How to search in Index

How to find the result you want most, or the most relevant result with query phrase?

1. first: User input query pharse

The basic query grammar like “AND”, “OR”, “NOT”.
elephant and tiger or lion not sheep

2. second: Query pharse lexical analysis, syntax analysis, and language processing

lexical analysis used to distinguish words and key words
syntax analysis used to build a grammar tree by syntax rule
language processing just like the processe in building Index. check page 2

3. third: Traverse Index, get result that fit syntax tree

first find the documents contain words(elephant tiger lion) in the posting list.
second merge documents contain both elephant, tiger or lion.
third separate documents contain sheep, got result contain both elephant, tiger or lion not sheep.

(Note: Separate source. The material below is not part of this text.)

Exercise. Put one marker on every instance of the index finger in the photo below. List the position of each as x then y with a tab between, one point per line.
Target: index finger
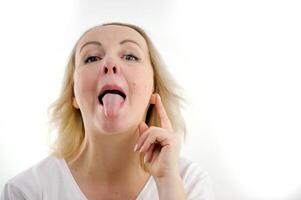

4. fourth: Sort result by relevant between query pharse and search result

How to calculate the relevance between documents and query pharse?
Toke query pharse as a shot document, scoring relevance between documents, the higher score is the higher rank document is.
How to score the relevance between documents?
It’s not easy a thing

Check what is the important factors between documents
Check the relation between these factors

The process of finding the importance of a word (Term) to a document is called the weight (Term) process.
The process of judging the relationship between Term to get document relevance using an algorithm called Vector Space Model

Term weight process

This is a simple classic implementation, lucene’s have a little difference

$w_{t_\eta}{_d} = tf_{t_\eta}{_d} \times log(n/df_t)$

$w{t\eta}{_d}$ = the weight of the term t in document d
$tf{t\eta}{_d}$ = frequency of term t in document d
$n$ = total number of documents
$df_t$ = the number of documents that contain term t

Term Frequency (tf): How many times this Term show in this document, the bigger tf is , the more importance this Term is.
Document Frequency (df)：How many documents contain this Term, the bigger df is, the less importance this Term is.

Like programmer, the deeper technology you leanr is better(tf big), the less technology people know is better (df little). When finding job your competitive power would be grate. Man’s value is about unsubsititutability

Vector Space Model

Less the two vector’s angle is the more relevance is
We take two vector’s consine as the score point